Тот же брюнет с газетами под мышкой спешит за мной:

– О! Это вы! Добрый вечер!

Двери лифта закрываются, и он, воображая себя мачо, упирается одной рукой в полированную стенку, нависает надо мной:

– А вы были не совсем вежливы. Таким богиням это, конечно, прощается... Но что если нам с вами выпить за знакомство?

– Руку уберите. Я замужем, - резко отвечаю я.

– Ну, зачем же так? Все мы не одиноки, - его глазки масляно тают.
– У меня есть прекрасное вино. Только привёз из Франции.

– А у меня есть хорошо отточенный маникюр. Слово в таком тоне, и получишь в морду, - отвечаю я, с удовлетворением отмечая, как обиженно вытягивается смазливое лицо.
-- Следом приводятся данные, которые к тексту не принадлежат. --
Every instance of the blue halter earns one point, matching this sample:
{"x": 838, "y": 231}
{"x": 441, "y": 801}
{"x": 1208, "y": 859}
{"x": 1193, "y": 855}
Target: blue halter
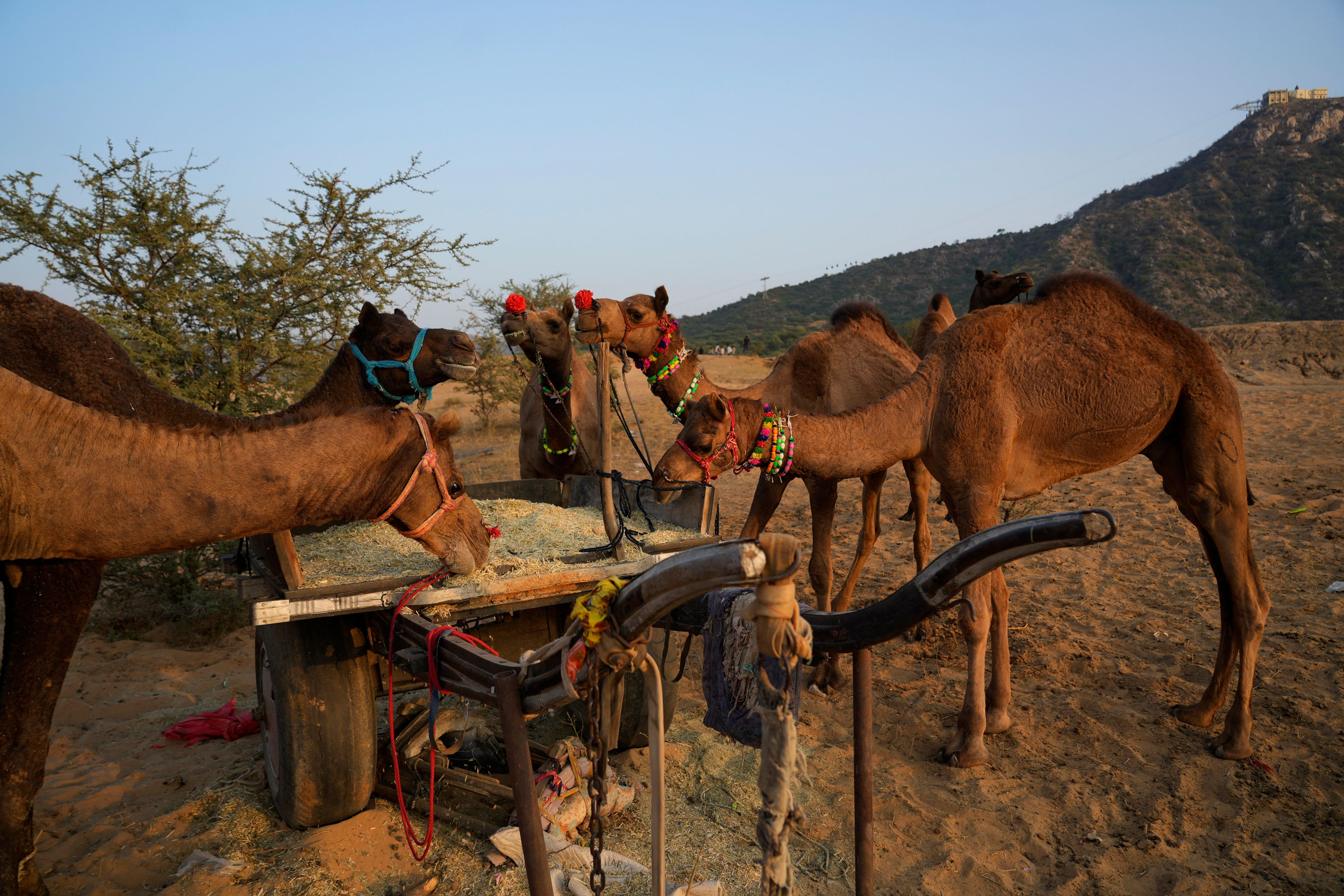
{"x": 409, "y": 366}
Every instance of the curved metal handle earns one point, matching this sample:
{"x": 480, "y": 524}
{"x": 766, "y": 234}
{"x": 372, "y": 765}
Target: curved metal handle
{"x": 953, "y": 570}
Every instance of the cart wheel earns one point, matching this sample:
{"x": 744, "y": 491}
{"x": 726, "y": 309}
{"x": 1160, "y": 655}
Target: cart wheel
{"x": 319, "y": 727}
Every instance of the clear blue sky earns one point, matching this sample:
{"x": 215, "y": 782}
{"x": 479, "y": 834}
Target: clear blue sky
{"x": 627, "y": 146}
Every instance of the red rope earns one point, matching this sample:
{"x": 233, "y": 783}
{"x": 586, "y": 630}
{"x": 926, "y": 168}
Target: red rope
{"x": 413, "y": 843}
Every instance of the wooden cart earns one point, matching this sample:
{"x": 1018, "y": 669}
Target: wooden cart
{"x": 322, "y": 657}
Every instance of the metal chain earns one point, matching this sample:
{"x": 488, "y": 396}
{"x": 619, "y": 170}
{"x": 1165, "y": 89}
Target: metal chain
{"x": 597, "y": 777}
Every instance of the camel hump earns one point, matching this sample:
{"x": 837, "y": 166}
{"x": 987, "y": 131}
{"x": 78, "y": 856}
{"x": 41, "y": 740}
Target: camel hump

Он замолкает.

Я выхожу из лифта и думаю: всё же оттачивание - не такая плохая штука! И для тупых Барби, и для крутых чувих.

Не успеваю воткнуть ключ в скважину, дверь распахивается.

– Где ты была?
– гремит бас Олега.
– Я же сказал: будь на связи! Я звонил! Искал!

– Решила прогуляться, - спокойно отвечаю я и прохожу мимо него в кухню.

– В такую погоду?!
– орёт муж.
– Это ж надо быть такой...

– ... тупой. Представь, болонка сорвалась с цепи, потому что у неё русский язык не родной, и эротические фантазии тянут только на домохозяйку. Заметь, тупую домохозяйку, - я с пафосом поднимаю палец.

Он краснеет и застывает в проходе.

– Куколка...

Я бросаю палантин на диванчик, скидываю туфли и, откусив эклер - всё-таки я чертовски вкусно готовлю - говорю с полным ртом:

– У меня имя есть - Дарья. Ты знаешь, познавательный был вечер - одному мужику вмазала по морде, второму пообещала. Вот стою и думаю: запустить в тебя сковородкой или достаточно сказать, что твой новый текст нуднятина и дерьмо? Что лучше, милый?

– Ты пьяна?

– Трезва, как стёклышко. Но зла, как собака. Умный поймёт.